After the fight, will McCarthy hold any power?
The sharpest opinions on the debate from around the web
Rep. Kevin McCarthy (R-Calif.) held on to win the House speakership in the 15th vote, but to do it he had to give in to a series of demands from 20 far-right hardliners, including members of the Freedom Caucus. Some of the concessions could come back to haunt him, including one allowing a single lawmaker to launch a bid to oust the House leader. Others addressed more popular changes, including giving members of Congress at least 72 hours to read bills before they have to vote on them, and holding votes on all 12 spending bills, instead of lumping them all together in omnibus packages used to hide special-interest funding.

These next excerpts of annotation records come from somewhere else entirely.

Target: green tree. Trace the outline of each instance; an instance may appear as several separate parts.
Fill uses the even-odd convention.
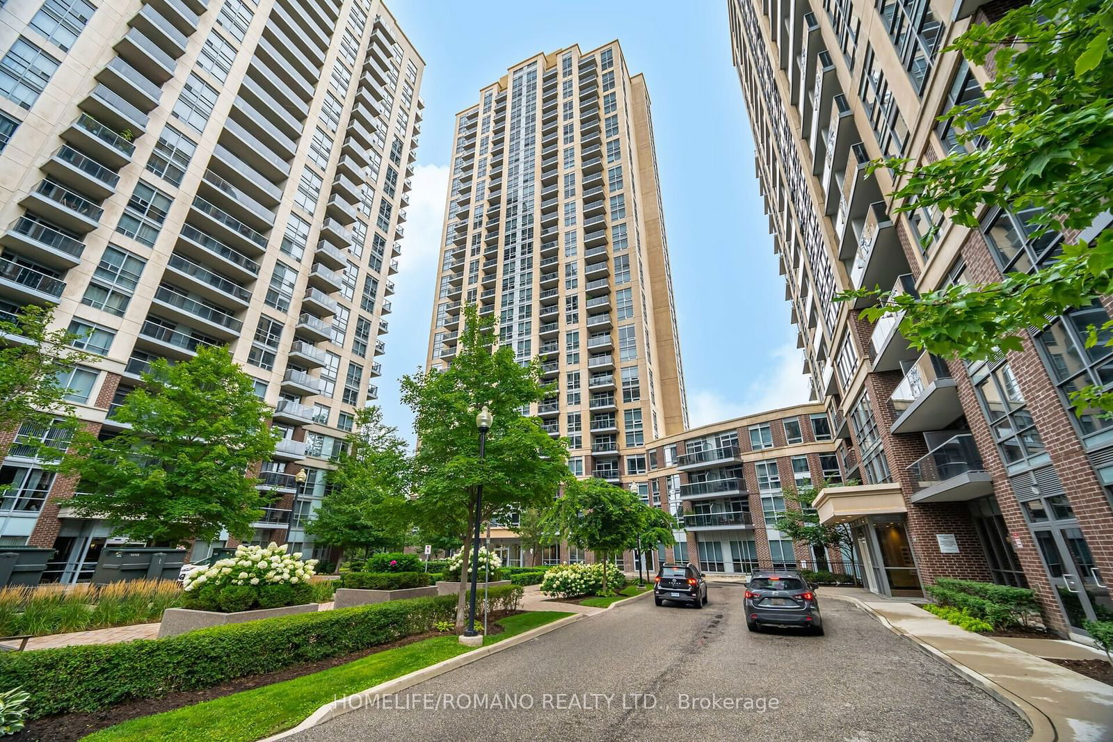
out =
[[[50,429],[45,444],[27,439],[27,444],[40,448],[43,458],[53,458],[58,453],[41,451],[43,446],[65,448],[79,425],[73,405],[66,399],[70,389],[59,377],[91,357],[73,347],[81,336],[49,329],[52,317],[53,307],[31,305],[22,307],[11,320],[0,319],[0,431],[21,426],[26,426],[24,433]],[[0,458],[7,453],[8,446],[0,445]]]
[[[615,552],[637,543],[649,523],[648,509],[637,495],[605,479],[572,481],[549,511],[548,527],[569,543],[590,548],[605,564]],[[607,594],[605,570],[602,592]]]
[[[838,548],[843,552],[848,548],[853,550],[854,540],[850,526],[847,524],[823,524],[819,522],[819,513],[815,509],[816,497],[825,487],[841,487],[853,484],[858,483],[829,484],[818,482],[799,489],[786,485],[781,489],[781,495],[785,498],[785,504],[789,507],[777,516],[775,527],[787,534],[792,541],[818,546],[825,553],[828,548]],[[851,555],[853,553],[850,551]],[[851,563],[853,561],[851,557]]]
[[[405,542],[406,476],[410,457],[397,428],[383,424],[378,407],[356,414],[336,469],[327,474],[332,489],[305,525],[317,542],[363,556]]]
[[[929,164],[874,162],[897,179],[897,211],[935,208],[976,228],[986,206],[1025,211],[1030,238],[1076,234],[1111,207],[1113,189],[1113,0],[1036,0],[998,21],[972,26],[949,49],[972,62],[992,60],[985,97],[953,118],[963,148]],[[925,239],[930,240],[934,231]],[[967,360],[1021,349],[1030,326],[1090,305],[1113,289],[1113,230],[1065,240],[1047,265],[988,284],[926,293],[863,288],[840,299],[879,295],[863,316],[904,313],[900,332],[917,348]],[[1093,328],[1090,344],[1113,343],[1113,327]],[[1113,392],[1072,393],[1081,414],[1113,412]]]
[[[245,474],[275,449],[252,378],[227,348],[201,346],[184,363],[155,360],[142,379],[114,414],[125,431],[104,441],[79,431],[53,467],[81,477],[67,505],[141,541],[248,537],[272,496]]]
[[[490,318],[466,306],[460,352],[447,369],[432,368],[402,378],[402,400],[414,413],[417,452],[413,457],[413,522],[424,533],[460,538],[470,552],[472,531],[514,511],[543,507],[570,477],[568,448],[521,410],[551,390],[541,365],[520,365],[510,346],[498,346]],[[486,405],[494,422],[480,461],[476,413]],[[475,489],[483,485],[483,509]],[[464,585],[456,623],[463,625]]]
[[[556,543],[555,536],[545,527],[545,508],[526,507],[518,516],[518,525],[514,527],[518,540],[522,545],[522,558],[532,552],[530,564],[534,566],[540,557],[541,550]]]

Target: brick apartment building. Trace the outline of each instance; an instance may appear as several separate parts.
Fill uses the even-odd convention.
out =
[[[1084,634],[1084,620],[1113,615],[1113,421],[1075,416],[1066,394],[1109,380],[1113,353],[1082,340],[1111,303],[1031,328],[1021,352],[965,364],[910,348],[899,318],[870,325],[860,301],[831,301],[851,287],[991,281],[1056,256],[1062,236],[1031,238],[1031,215],[986,208],[976,229],[928,209],[896,215],[890,174],[865,174],[883,156],[932,161],[964,147],[938,119],[981,97],[988,73],[942,50],[1005,6],[727,4],[812,399],[830,414],[843,476],[861,483],[825,491],[820,517],[853,524],[875,592],[939,576],[1024,585],[1050,626]]]

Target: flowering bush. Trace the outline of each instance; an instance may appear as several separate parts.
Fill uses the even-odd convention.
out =
[[[301,605],[313,597],[316,560],[302,561],[285,546],[237,546],[236,553],[185,578],[185,605],[199,611],[250,611]]]
[[[460,580],[460,563],[463,561],[463,558],[464,558],[463,552],[457,552],[453,556],[449,557],[449,566],[445,567],[444,570],[444,576],[446,580],[450,581]],[[483,547],[480,548],[480,577],[482,577],[484,574],[487,573],[487,571],[490,571],[491,578],[495,580],[496,578],[495,572],[498,572],[499,567],[501,566],[502,566],[502,560],[499,558],[498,554],[494,553],[487,554],[486,548]],[[471,574],[472,574],[472,560],[471,560],[471,552],[469,552],[467,576],[471,577]]]
[[[607,588],[622,590],[626,576],[613,564],[607,565]],[[603,588],[602,564],[564,564],[545,572],[541,592],[554,597],[597,595]]]

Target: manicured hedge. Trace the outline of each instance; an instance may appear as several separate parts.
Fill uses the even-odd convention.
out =
[[[348,572],[338,582],[341,587],[356,590],[406,590],[433,584],[424,572]]]
[[[973,580],[937,577],[926,588],[936,603],[965,611],[992,624],[1006,629],[1027,623],[1036,612],[1035,596],[1031,590],[1009,587]]]
[[[506,602],[512,586],[492,588]],[[521,590],[521,588],[516,588]],[[0,687],[31,694],[28,718],[97,711],[134,699],[351,654],[455,617],[456,596],[375,603],[213,626],[179,636],[0,653]]]

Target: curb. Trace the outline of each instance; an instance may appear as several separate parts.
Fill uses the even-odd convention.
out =
[[[924,650],[939,662],[947,664],[959,675],[962,675],[969,682],[974,683],[975,685],[979,686],[983,691],[985,691],[989,695],[994,696],[1005,705],[1011,706],[1025,721],[1027,721],[1028,726],[1032,728],[1032,736],[1028,738],[1028,742],[1055,742],[1056,740],[1058,740],[1058,732],[1055,729],[1055,725],[1052,723],[1051,719],[1048,719],[1044,712],[1040,711],[1034,705],[1032,705],[1021,696],[1016,695],[1012,691],[1002,687],[1001,685],[993,682],[985,675],[975,672],[974,670],[971,670],[962,662],[958,662],[957,660],[952,657],[946,652],[943,652],[942,650],[932,646],[930,644],[928,644],[920,637],[916,636],[915,634],[909,634],[907,632],[900,631],[892,623],[889,623],[888,619],[886,619],[880,613],[871,609],[868,604],[866,604],[861,600],[853,597],[850,595],[828,595],[828,597],[831,597],[836,601],[846,601],[847,603],[854,603],[859,609],[861,609],[867,614],[877,620],[877,622],[880,623],[883,626],[892,631],[894,634],[898,636],[904,636],[905,639],[909,640],[916,646]]]
[[[640,595],[636,595],[634,597],[640,597]],[[613,605],[610,607],[613,607]],[[371,705],[381,695],[390,695],[392,693],[397,693],[398,691],[404,691],[405,689],[416,685],[417,683],[423,683],[426,680],[436,677],[437,675],[443,675],[450,670],[462,667],[491,654],[509,650],[510,647],[518,646],[519,644],[524,644],[532,639],[536,639],[538,636],[548,634],[549,632],[555,631],[561,626],[567,626],[568,624],[582,621],[587,617],[588,616],[582,613],[564,616],[563,619],[558,619],[556,621],[546,623],[543,626],[538,626],[536,629],[531,629],[530,631],[518,634],[516,636],[511,636],[505,641],[459,654],[454,657],[445,660],[444,662],[437,662],[434,665],[415,670],[412,673],[402,675],[401,677],[395,677],[394,680],[388,680],[385,683],[380,683],[378,685],[368,687],[365,691],[359,691],[358,693],[353,693],[352,695],[347,695],[343,699],[337,699],[314,711],[297,726],[288,729],[285,732],[278,732],[277,734],[265,738],[259,742],[274,742],[275,740],[282,740],[297,734],[298,732],[304,732],[307,729],[323,724],[326,721],[348,713],[349,711],[357,711],[364,706]]]

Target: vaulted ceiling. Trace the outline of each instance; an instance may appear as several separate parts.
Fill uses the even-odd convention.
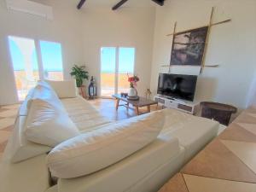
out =
[[[79,0],[78,7],[108,7],[109,9],[120,3],[121,7],[154,7],[157,5],[154,2],[164,2],[164,0]],[[82,5],[82,6],[81,6]]]

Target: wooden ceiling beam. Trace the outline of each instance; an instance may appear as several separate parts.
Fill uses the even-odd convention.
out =
[[[112,8],[112,10],[116,10],[118,9],[119,7],[121,7],[125,3],[126,3],[128,0],[121,0],[119,1],[116,5],[114,5]]]
[[[159,4],[160,6],[163,6],[165,3],[165,0],[152,0],[154,1],[155,3]]]
[[[84,5],[84,3],[85,3],[85,1],[86,1],[86,0],[81,0],[81,1],[79,2],[79,3],[78,4],[77,9],[80,9],[83,7],[83,5]]]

After the 14th ballot, McCarthy exchanged heated words with holdout Rep. Matt Gaetz (R-Fla.). Rep. Mike Rogers (R-Ala.) lunged toward Gaetz, but was restrained by another lawmaker. McCarthy backer Rep. Dan Crenshaw (R-Texas) said the challengers "degraded and just diminished and insulted" McCarthy. Rep. Chip Roy (R-Texas) said the extended process "was about empowering people — empowering rank-and-file members." After finally winning, McCarthy said Republicans had settled their differences and would now unite. In a first test for McCarthy, the House adopted its overhauled rules despite some members' concerns about McCarthy's concessions to the hardline rebels, and then passed a bill seeking to cut IRS funding. Can McCarthy hold the GOP together, or did his fight for the speaker job weaken him too much?
McCarthy won the job, but the extremists took the power
The GOP really showed off its "ideological extremism" with this sad display, wrote Stephen Collinson for CNN. Nothing demonstrated this more than McCarthy's last-minute boost from former President Donald Trump, "who incited the worst attack on democracy in modern times, to get over the line in the cliffhanger final ballot" almost exactly two years after the Capitol riot.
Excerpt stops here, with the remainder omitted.